The invention thus relates to a multi chamber device for storing and dispensing compositions according to the invention, characterized in that at least one chamber contains a collagenolytic active enzyme, e.g., a serine-carboxyl proteinase.
It is preferred according to the invention, if at least one chamber which is not containing a collagenolytic active enzyme contains a substance providing for a pH value at which the collagenolytic active enzyme, after mixing the contents of the chambers, is most active. This substance can be any of the substances mentioned above, which is able to either increase the pH-value (base), lower the pH-value (acid) or form a buffer with a substance in another chamber of the multi chamber device (acid or salt). Respective substances are mentioned in this text.
In another embodiment of the invention a multi chamber device for storing and dispensing liquids is described, wherein at least one chamber contains a component A and at least one chamber contains a component B, wherein component A comprises a collagenolytic active enzyme, e.g., a serine-carboxyl proteinase, preferably Kumamolysin or ScP-A, water, a buffer system providing for a pH value above the pH value at which the composition is most active and a rheological additive and component B comprises water, an acid providing for a pH value of less than or equal to the pH value at which the collagenolytic active enzyme, e.g., the serine-carboxyl proteinase, preferably Kumamolysin or ScP-A, is most active, a thickener and optionally a polyether or a zwitterionic tenside or a mixture of polyethers and zwitterionic tensides.
The invention further relates to the use of at least one collagenolytic active enzyme having its collagenolytic catalytic activity optimum in the acidic pH range of below 7, especially at a pH value of 5.5 at most, for producing a treatment agent for removing caries.

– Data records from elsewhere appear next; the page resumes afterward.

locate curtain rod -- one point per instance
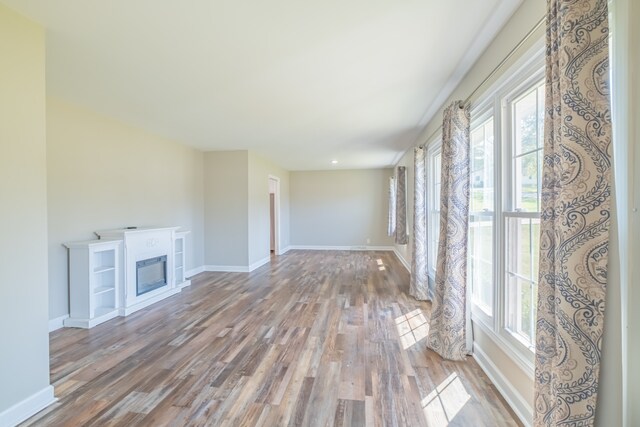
(494, 71)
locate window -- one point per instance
(481, 215)
(504, 209)
(433, 201)
(522, 213)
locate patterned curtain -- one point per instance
(391, 227)
(419, 287)
(401, 206)
(447, 330)
(575, 215)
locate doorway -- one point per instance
(274, 215)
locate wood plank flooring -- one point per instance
(316, 338)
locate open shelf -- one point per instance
(103, 289)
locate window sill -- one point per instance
(524, 363)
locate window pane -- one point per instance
(527, 183)
(521, 262)
(519, 247)
(527, 309)
(482, 167)
(535, 245)
(481, 261)
(526, 123)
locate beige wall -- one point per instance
(226, 208)
(340, 208)
(260, 169)
(24, 342)
(610, 398)
(405, 251)
(105, 174)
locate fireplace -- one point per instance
(151, 274)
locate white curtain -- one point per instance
(401, 206)
(419, 286)
(575, 215)
(448, 326)
(391, 227)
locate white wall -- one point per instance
(405, 251)
(260, 169)
(340, 208)
(104, 174)
(24, 342)
(629, 12)
(226, 180)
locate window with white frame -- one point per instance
(433, 200)
(523, 172)
(481, 213)
(504, 211)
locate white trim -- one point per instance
(341, 248)
(276, 213)
(505, 346)
(194, 271)
(516, 401)
(125, 311)
(285, 250)
(184, 284)
(72, 322)
(28, 407)
(490, 29)
(57, 323)
(227, 268)
(403, 261)
(260, 263)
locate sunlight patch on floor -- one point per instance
(444, 403)
(412, 328)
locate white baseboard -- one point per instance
(26, 408)
(402, 260)
(260, 263)
(519, 404)
(341, 248)
(227, 268)
(284, 251)
(184, 284)
(125, 311)
(57, 323)
(194, 271)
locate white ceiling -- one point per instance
(299, 82)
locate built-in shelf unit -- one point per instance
(180, 259)
(94, 274)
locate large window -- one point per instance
(481, 215)
(504, 210)
(522, 213)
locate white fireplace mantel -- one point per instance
(135, 244)
(140, 244)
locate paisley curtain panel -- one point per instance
(447, 331)
(391, 228)
(401, 206)
(575, 215)
(419, 281)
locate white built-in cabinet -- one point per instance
(180, 259)
(94, 275)
(103, 276)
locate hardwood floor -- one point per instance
(314, 339)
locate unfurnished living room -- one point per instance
(329, 213)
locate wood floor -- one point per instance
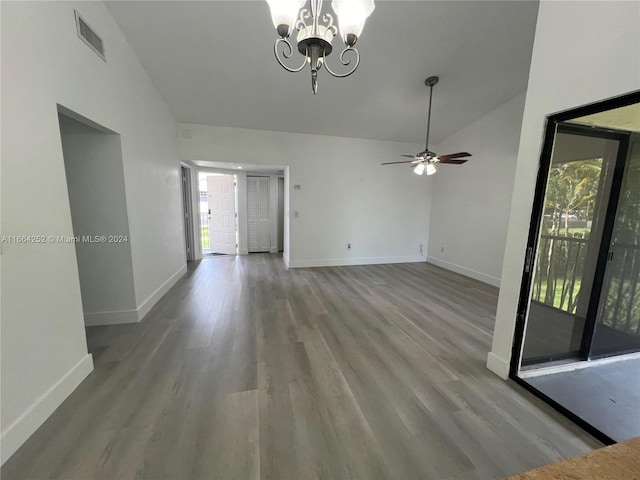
(247, 370)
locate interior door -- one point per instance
(258, 220)
(222, 208)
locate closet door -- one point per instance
(258, 214)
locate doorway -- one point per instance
(187, 210)
(577, 339)
(218, 216)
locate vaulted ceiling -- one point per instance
(212, 62)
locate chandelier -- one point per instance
(314, 39)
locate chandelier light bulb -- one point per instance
(351, 17)
(284, 12)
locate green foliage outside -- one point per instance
(569, 215)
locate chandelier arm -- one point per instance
(286, 53)
(344, 62)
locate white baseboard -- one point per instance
(468, 272)
(579, 365)
(20, 430)
(498, 365)
(152, 299)
(93, 319)
(339, 262)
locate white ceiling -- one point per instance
(212, 62)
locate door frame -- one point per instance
(552, 123)
(187, 210)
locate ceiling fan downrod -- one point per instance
(429, 82)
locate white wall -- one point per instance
(470, 206)
(583, 52)
(95, 181)
(44, 63)
(346, 196)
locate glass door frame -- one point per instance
(555, 123)
(552, 124)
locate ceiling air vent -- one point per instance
(91, 38)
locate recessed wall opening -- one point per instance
(98, 206)
(577, 341)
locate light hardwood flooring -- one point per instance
(247, 370)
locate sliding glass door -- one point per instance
(617, 327)
(574, 211)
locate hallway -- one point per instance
(248, 370)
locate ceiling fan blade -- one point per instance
(451, 161)
(392, 163)
(454, 155)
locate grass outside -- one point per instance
(540, 293)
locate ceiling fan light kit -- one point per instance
(315, 40)
(424, 162)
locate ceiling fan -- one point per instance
(424, 162)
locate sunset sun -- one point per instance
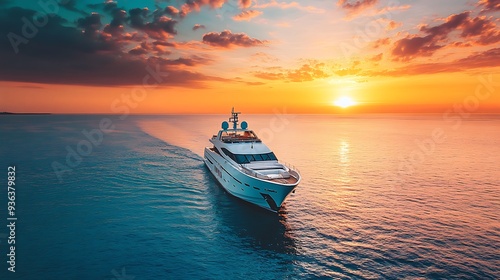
(344, 102)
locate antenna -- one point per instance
(234, 118)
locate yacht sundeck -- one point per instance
(247, 168)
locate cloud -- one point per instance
(172, 11)
(307, 72)
(90, 24)
(479, 30)
(356, 7)
(62, 54)
(285, 5)
(393, 25)
(70, 5)
(116, 25)
(198, 26)
(245, 3)
(107, 6)
(195, 5)
(247, 15)
(160, 28)
(377, 57)
(226, 39)
(489, 5)
(486, 59)
(263, 57)
(381, 42)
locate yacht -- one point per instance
(247, 168)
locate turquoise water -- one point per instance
(380, 198)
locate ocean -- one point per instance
(129, 197)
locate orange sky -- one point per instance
(258, 56)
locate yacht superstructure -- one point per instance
(247, 168)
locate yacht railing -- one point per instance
(290, 166)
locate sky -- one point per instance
(259, 56)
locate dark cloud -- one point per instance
(478, 31)
(70, 5)
(355, 7)
(90, 24)
(226, 39)
(107, 6)
(62, 54)
(198, 26)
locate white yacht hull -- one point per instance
(264, 193)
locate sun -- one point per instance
(344, 102)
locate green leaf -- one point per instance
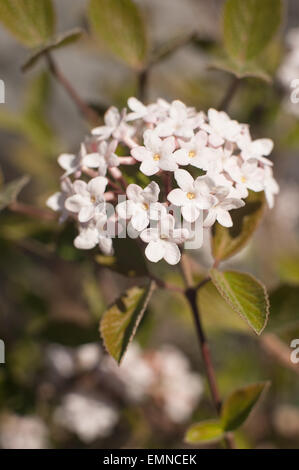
(120, 27)
(120, 322)
(10, 191)
(226, 242)
(245, 294)
(239, 404)
(241, 70)
(216, 312)
(203, 432)
(61, 40)
(249, 26)
(288, 268)
(32, 22)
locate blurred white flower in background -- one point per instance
(134, 372)
(87, 417)
(179, 388)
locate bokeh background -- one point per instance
(58, 388)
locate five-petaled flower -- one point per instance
(162, 241)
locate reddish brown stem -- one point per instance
(190, 294)
(234, 85)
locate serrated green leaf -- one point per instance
(226, 242)
(245, 294)
(61, 40)
(120, 322)
(238, 405)
(288, 268)
(120, 27)
(32, 22)
(216, 312)
(206, 431)
(249, 26)
(10, 191)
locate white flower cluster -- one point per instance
(211, 158)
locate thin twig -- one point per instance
(143, 84)
(85, 110)
(234, 85)
(190, 294)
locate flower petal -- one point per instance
(141, 153)
(184, 180)
(149, 167)
(97, 186)
(224, 218)
(154, 251)
(75, 203)
(86, 213)
(190, 212)
(177, 197)
(140, 220)
(134, 192)
(172, 253)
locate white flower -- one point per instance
(141, 205)
(247, 175)
(221, 128)
(92, 233)
(271, 187)
(191, 151)
(115, 126)
(90, 418)
(156, 154)
(57, 200)
(193, 196)
(179, 122)
(105, 158)
(220, 210)
(163, 241)
(88, 198)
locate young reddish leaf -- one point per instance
(245, 294)
(239, 404)
(226, 242)
(120, 322)
(206, 431)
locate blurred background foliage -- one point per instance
(55, 393)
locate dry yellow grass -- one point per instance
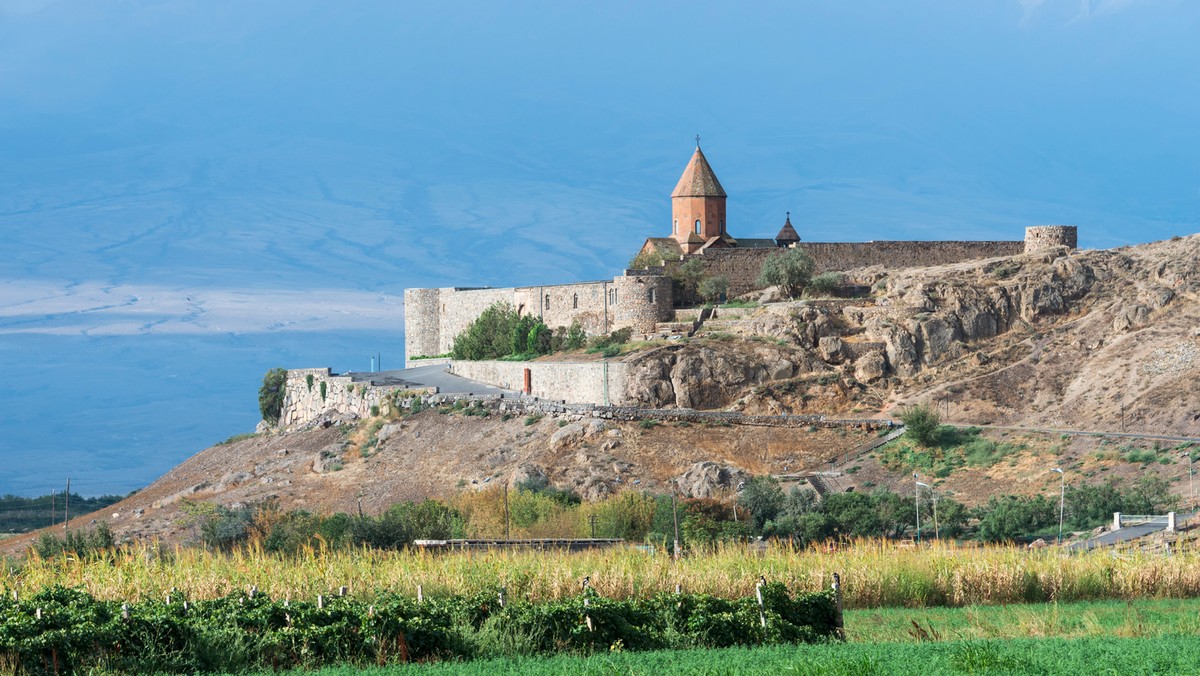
(875, 574)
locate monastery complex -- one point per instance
(642, 298)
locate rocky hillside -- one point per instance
(1061, 339)
(1086, 340)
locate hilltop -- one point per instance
(1060, 340)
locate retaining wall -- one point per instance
(594, 382)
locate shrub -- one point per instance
(575, 336)
(763, 498)
(922, 424)
(790, 270)
(270, 395)
(714, 288)
(826, 283)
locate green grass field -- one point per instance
(1143, 636)
(1164, 654)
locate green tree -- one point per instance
(763, 498)
(491, 335)
(713, 288)
(789, 269)
(270, 395)
(1008, 516)
(922, 423)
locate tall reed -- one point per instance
(875, 573)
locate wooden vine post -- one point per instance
(762, 609)
(838, 623)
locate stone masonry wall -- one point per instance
(597, 382)
(433, 317)
(1038, 238)
(304, 402)
(742, 267)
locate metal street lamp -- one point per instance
(917, 502)
(934, 497)
(1062, 497)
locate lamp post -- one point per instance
(917, 502)
(1062, 497)
(1192, 486)
(736, 491)
(934, 497)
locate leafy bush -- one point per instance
(763, 498)
(922, 424)
(270, 395)
(1008, 518)
(790, 269)
(826, 283)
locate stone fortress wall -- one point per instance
(1039, 238)
(742, 267)
(639, 300)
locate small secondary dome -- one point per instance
(787, 234)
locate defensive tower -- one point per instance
(1038, 238)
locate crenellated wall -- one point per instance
(592, 382)
(742, 267)
(435, 316)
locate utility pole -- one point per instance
(508, 528)
(917, 501)
(1062, 498)
(1192, 486)
(675, 513)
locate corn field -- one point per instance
(874, 573)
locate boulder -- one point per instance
(709, 479)
(870, 366)
(528, 473)
(567, 435)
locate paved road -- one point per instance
(1127, 533)
(1083, 432)
(430, 376)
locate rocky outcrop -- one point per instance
(709, 479)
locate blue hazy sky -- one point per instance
(192, 191)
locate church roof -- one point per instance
(787, 233)
(697, 179)
(748, 243)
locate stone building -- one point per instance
(640, 299)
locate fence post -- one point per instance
(587, 616)
(757, 588)
(839, 626)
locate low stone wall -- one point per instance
(594, 382)
(312, 393)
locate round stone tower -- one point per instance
(641, 301)
(1039, 238)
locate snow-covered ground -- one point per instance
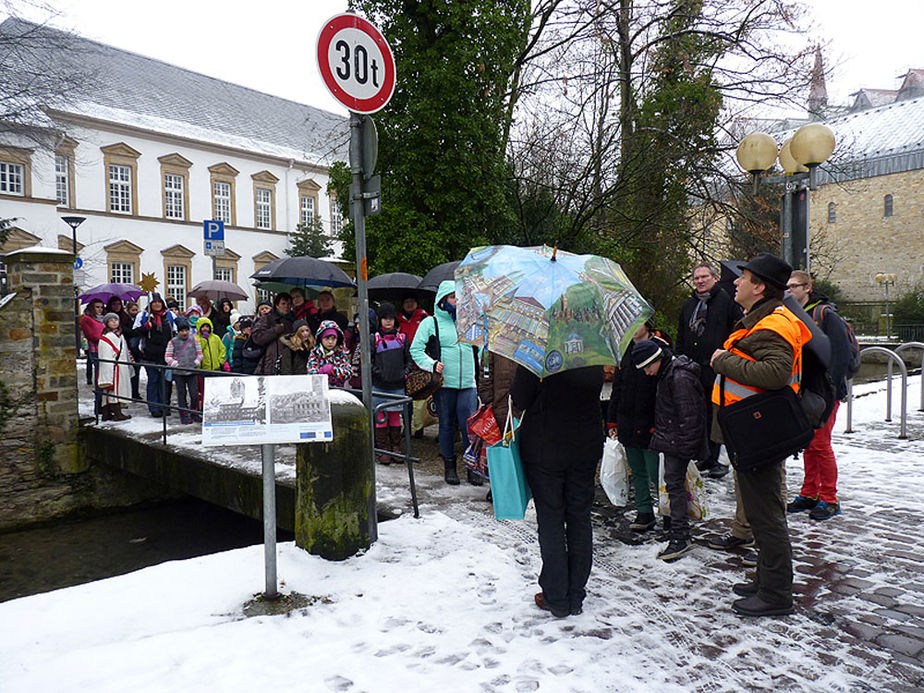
(444, 603)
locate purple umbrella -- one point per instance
(103, 292)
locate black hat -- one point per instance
(645, 353)
(770, 268)
(386, 310)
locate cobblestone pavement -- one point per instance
(859, 588)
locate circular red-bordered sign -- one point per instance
(356, 63)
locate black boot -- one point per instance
(449, 473)
(473, 478)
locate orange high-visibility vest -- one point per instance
(789, 327)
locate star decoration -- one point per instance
(148, 282)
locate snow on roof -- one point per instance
(152, 94)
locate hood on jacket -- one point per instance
(329, 325)
(446, 287)
(202, 322)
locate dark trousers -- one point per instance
(187, 384)
(675, 479)
(765, 507)
(563, 499)
(156, 395)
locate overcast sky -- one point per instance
(270, 45)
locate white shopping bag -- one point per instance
(614, 473)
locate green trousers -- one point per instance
(644, 465)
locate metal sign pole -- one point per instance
(268, 452)
(362, 276)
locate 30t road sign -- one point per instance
(356, 63)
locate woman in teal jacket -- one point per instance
(457, 399)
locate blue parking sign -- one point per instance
(214, 230)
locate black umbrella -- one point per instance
(287, 272)
(393, 286)
(440, 273)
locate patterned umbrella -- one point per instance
(547, 310)
(103, 292)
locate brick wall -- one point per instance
(43, 474)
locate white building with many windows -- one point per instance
(146, 152)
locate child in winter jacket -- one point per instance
(391, 362)
(679, 430)
(329, 356)
(184, 351)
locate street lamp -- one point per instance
(800, 156)
(74, 222)
(885, 281)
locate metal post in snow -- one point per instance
(269, 519)
(359, 229)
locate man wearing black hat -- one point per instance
(764, 353)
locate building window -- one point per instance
(62, 180)
(122, 272)
(222, 201)
(11, 178)
(176, 284)
(264, 200)
(121, 167)
(173, 196)
(120, 189)
(336, 218)
(307, 213)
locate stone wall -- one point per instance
(863, 242)
(43, 474)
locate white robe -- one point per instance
(117, 376)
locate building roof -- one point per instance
(137, 91)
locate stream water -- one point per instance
(74, 552)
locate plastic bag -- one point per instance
(696, 492)
(614, 472)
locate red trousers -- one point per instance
(820, 465)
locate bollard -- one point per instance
(335, 502)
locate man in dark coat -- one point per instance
(269, 328)
(706, 320)
(679, 430)
(560, 445)
(819, 487)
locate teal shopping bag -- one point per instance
(509, 489)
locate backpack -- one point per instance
(853, 362)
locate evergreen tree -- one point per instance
(441, 138)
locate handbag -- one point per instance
(419, 383)
(509, 488)
(695, 488)
(614, 473)
(483, 432)
(763, 428)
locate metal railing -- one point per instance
(891, 356)
(165, 407)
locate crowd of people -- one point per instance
(661, 403)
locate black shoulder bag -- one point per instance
(764, 428)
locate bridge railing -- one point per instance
(892, 357)
(390, 400)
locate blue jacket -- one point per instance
(458, 358)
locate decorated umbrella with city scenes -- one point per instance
(547, 309)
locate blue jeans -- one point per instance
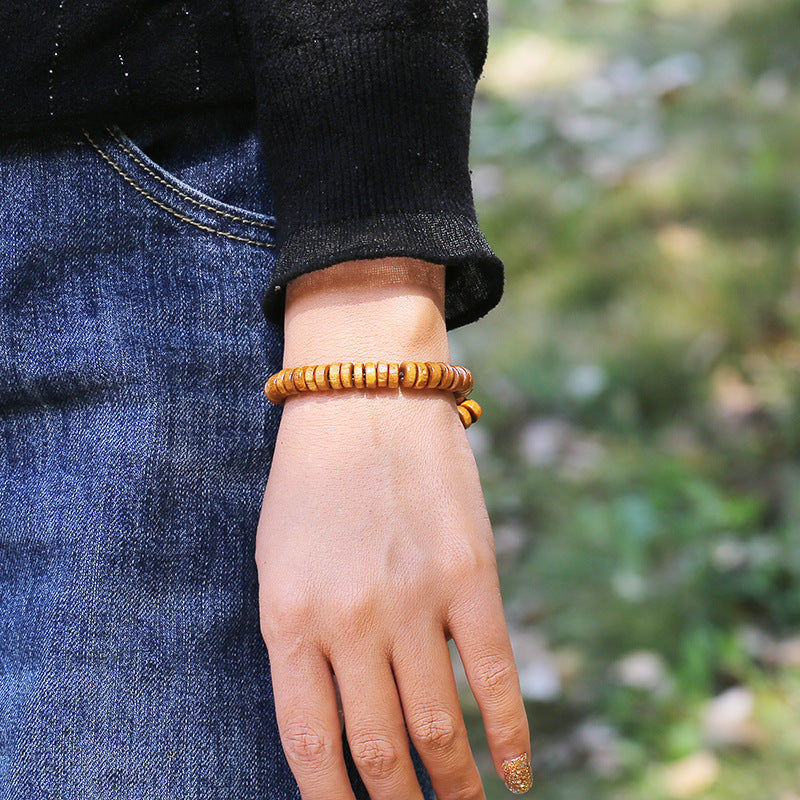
(135, 445)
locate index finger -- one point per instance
(480, 633)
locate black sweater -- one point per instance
(364, 107)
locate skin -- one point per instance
(374, 548)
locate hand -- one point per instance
(374, 547)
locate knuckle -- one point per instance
(306, 744)
(434, 729)
(495, 672)
(355, 614)
(375, 756)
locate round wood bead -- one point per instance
(422, 376)
(286, 383)
(448, 374)
(408, 370)
(346, 374)
(270, 390)
(393, 380)
(434, 374)
(370, 376)
(299, 379)
(474, 409)
(382, 371)
(321, 376)
(463, 383)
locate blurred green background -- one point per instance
(636, 166)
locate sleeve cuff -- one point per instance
(473, 278)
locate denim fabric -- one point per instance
(135, 445)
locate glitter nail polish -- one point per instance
(517, 774)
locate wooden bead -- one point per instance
(299, 379)
(333, 376)
(408, 370)
(462, 382)
(321, 376)
(466, 417)
(382, 370)
(286, 383)
(434, 374)
(422, 376)
(448, 374)
(474, 409)
(270, 390)
(378, 374)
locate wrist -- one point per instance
(388, 309)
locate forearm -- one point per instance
(389, 309)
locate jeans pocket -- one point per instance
(205, 169)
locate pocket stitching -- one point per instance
(170, 210)
(177, 191)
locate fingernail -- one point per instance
(517, 774)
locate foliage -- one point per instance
(635, 165)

The efficacy of caries removal can be proven by appropriate laboratory methods. These should evaluate the (i) removal of bacteria as the causative agent of caries, (ii) the dentin surface characteristics after completion of the treatment and (iii) quantify the amount of caries removed. The removal of bacteria can be determined by taking a biopsy with a round bur from a tooth before and after treatment as described e. g by Kidd et al. (1993), Br. Dent. J. 174: 245ff. The dentin sample is then homogenated by vortexing together with nutrient broth and glass beads and aliquots are spread on selective nutrient agars for cultivation of total anaerobes, streptococci and lactobacilli. After incubation the number of bacteria before and after treatment as well as the reduction in bacterial count can be determined. The surface characteristics after treatment can be evaluated by fixation of the teeth after treatment followed by evaluation by scanning electron microscopy as described e.g. by Perdigao et al (1995) J Biomed Mat Res 29: 1111ff. The fixation can be done with glutaraldehyde, dehydration can be done in an ethanol series and drying by transfer into hexamethyldisilazane (HMDS) followed by evaporation of HMDS in a fume hood. Afterwards the samples can be carbon sputtered and evaluated by SEM. Caries removal can be quantified by confocal laser scanning microscopy as described e.g. by Banerjee et al (2000) Caries Res 34: 144-150. Here, the difference in autofluorescence between carious and sound dentin can be used to measure the amount of carious dentin removed.